# 1 Introduction

This EDA explores the data available for the Tabular Playground Series - October 2021 competition. Simple data exploration is performed, as well as preliminary modeling.

## 1.1 Evaluation Criteria

The goal for this competition is to maximize ROC AUC score. This means generating classifiers or regressions that predict the probability of the class target variable based on the features included.

In [None]:
import pandas as pd
import numpy as np
import gc

train = pd.read_csv("../input/tabular-playground-series-oct-2021/train.csv")
test = pd.read_csv("../input/tabular-playground-series-oct-2021/test.csv")

In [None]:
def cat_column_info(column):
    num_categories = train[column].nunique()
    print("------> {} <------".format(column))
    print("--: train - type {}".format(train[column].dtype))
    print("--: test  - type {}".format(test[column].dtype))
    print("--: train - # categories {}".format(train[column].nunique()))
    print("--: test  - # categories {}".format(test[column].nunique()))
    if num_categories < 10:
        if train[column].dtype == "int64":
            print("--: train - values {}".format(np.sort(train[column].unique())))
            print("--: test  - values {}".format(np.sort(test[column].unique())))
        else:
            print("--: train - values {}".format(train[column].unique()))
            print("--: test  - values {}".format(test[column].unique()))
    print("--: train - NaN count {}".format(train[column].isnull().values.sum()))
    print("--: test  - NaN count {}".format(test[column].isnull().values.sum()))
    print("")

def cont_column_info(column):
    print("------> {} <------".format(column))
    print("--: train - type {}".format(train[column].dtype))
    print("--: test  - type {}".format(test[column].dtype))
    print("--: train - min {}".format(train[column].min()))
    print("--: test  - min {}".format(test[column].min()))
    print("--: train - max {}".format(train[column].max()))
    print("--: test  - max {}".format(test[column].max()))    
    print("--: train - NaN count {}".format(train[column].isnull().values.sum()))
    print("--: test  - NaN count {}".format(test[column].isnull().values.sum()))
    print("")
    
print(": Train shape {}".format(train.shape))
print(": Test shape {}".format(test.shape))
print("")

## 1.3 Training and Testing Files

Our input data consists of:

* `train.csv` - 2.2 GB in size, containing 287 columns and 1,000,000 rows
* `test.csv` - 1.1 GB in size, containing 286 columns and 500,000 rows

One main observation here is the sheer size of the data we are looking at.

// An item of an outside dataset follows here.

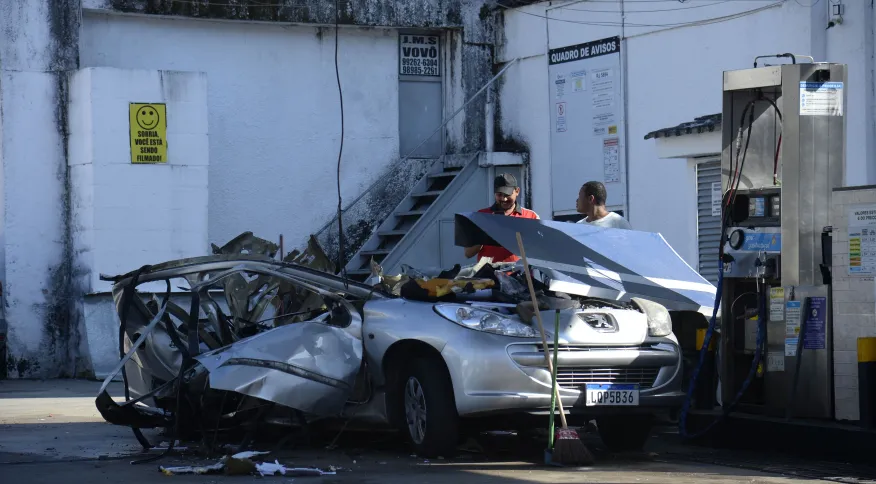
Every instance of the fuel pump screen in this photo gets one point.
(757, 207)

While 2.2 GB fits in memory, model training may exert pressure on the Kaggle 16 GB CPU memory and GPU memory limitations. We should definitely explore what column formats are at play, and whether running functions to [reduce memory usage](https://www.kaggle.com/gemartin/load-data-reduce-memory-usage) on Pandas dataframes can ease pressure on memory.

# 2 Features

## 2.1 `id` Column

The `id` column is a `int64` integer column that contains unique record indicators ranging from 0 to 999,999. Like most Tabular Series, this is simply an identifier for the record and is likely not going to be of use for modelling purposes.

## 2.2 `target` Column

The `target` column contains the class targets we are attempting to predict. We should look first to see what class breakdown we have.

In [None]:
import matplotlib.pyplot as plt
import seaborn as sns

sns.set_style('whitegrid')
sns_params = {"palette": "bwr_r"}

counts = pd.DataFrame(train["target"].value_counts())
ax = sns.barplot(x=counts.index, y=counts.target, **sns_params)
for p in ax.patches:
    ax.text(x=p.get_x()+(p.get_width()/2), y=p.get_height(), s="{:,d}".format(round(p.get_height())), ha="center")
_ = ax.set_title("Class Balance", fontsize=15)
_ = ax.set_ylabel("Number of Records", fontsize=15)
_ = ax.set_xlabel("Class", fontsize=15)

del(counts)
_ = gc.collect()

The predicted class is well balanced, with little to no skew. This is interesting as it gives us a lot of training data per class to look at.

## 2.3 `fX` Columns

There are 285 feature columns named `f0` through `f284`. 


## 2.4 Null Values

First things first, we should check to see if we are missing any values in the columns, as this was an interesting feature from the competition last month.

In [None]:
# Count the number of null values that occur in each row
train["null_count"] = train.isnull().sum(axis=1)

# Group the null counts
counts = train.groupby("null_count")["target"].count().to_dict()
null_data = {"{} Null Value(s)".format(k) : v for k, v in counts.items() if k < 6}

# Plot the null count results
pie, ax = plt.subplots(figsize=[20, 10])
colors = sns.color_palette("bwr_r")[0:5]
plt.pie(x=null_data.values(), autopct="%.2f%%", explode=[0.05]*len(null_data.keys()), labels=null_data.keys(), pctdistance=0.5, colors=colors)
_ = plt.title("Percentage of Null Values Per Row (Train Data)", fontsize=14)

del(counts)
del(null_data)
_ = gc.collect()

In [None]:
# Count the number of null values that occur in each row
test["null_count"] = test.isnull().sum(axis=1)

# Group the null counts
counts = test.groupby("null_count")["null_count"].count().to_dict()
null_data = {"{} Null Value(s)".format(k) : v for k, v in counts.items() if k < 6}

# Plot the null count results
pie, ax = plt.subplots(figsize=[20, 10])
plt.pie(x=null_data.values(), autopct="%.2f%%", explode=[0.05]*len(null_data.keys()), labels=null_data.keys(), pctdistance=0.5, colors=colors)
_ = plt.title("Percentage of Null Values Per Row (Test Data)", fontsize=14)

del(counts)
del(null_data)
del(test)
_ = gc.collect()

With this competition, we're not seeing any missing values. This means we don't have to worry about imputing or creating new features based on null values.

## 2.5 Continuous Columns

Columns `f0` through `f241` (with the exception of `f22` and `f43`) are all of type `float64`. All columns are scaled between 0 and 1. This is interesting, since the data is already pre-scaled for use with a neural network. 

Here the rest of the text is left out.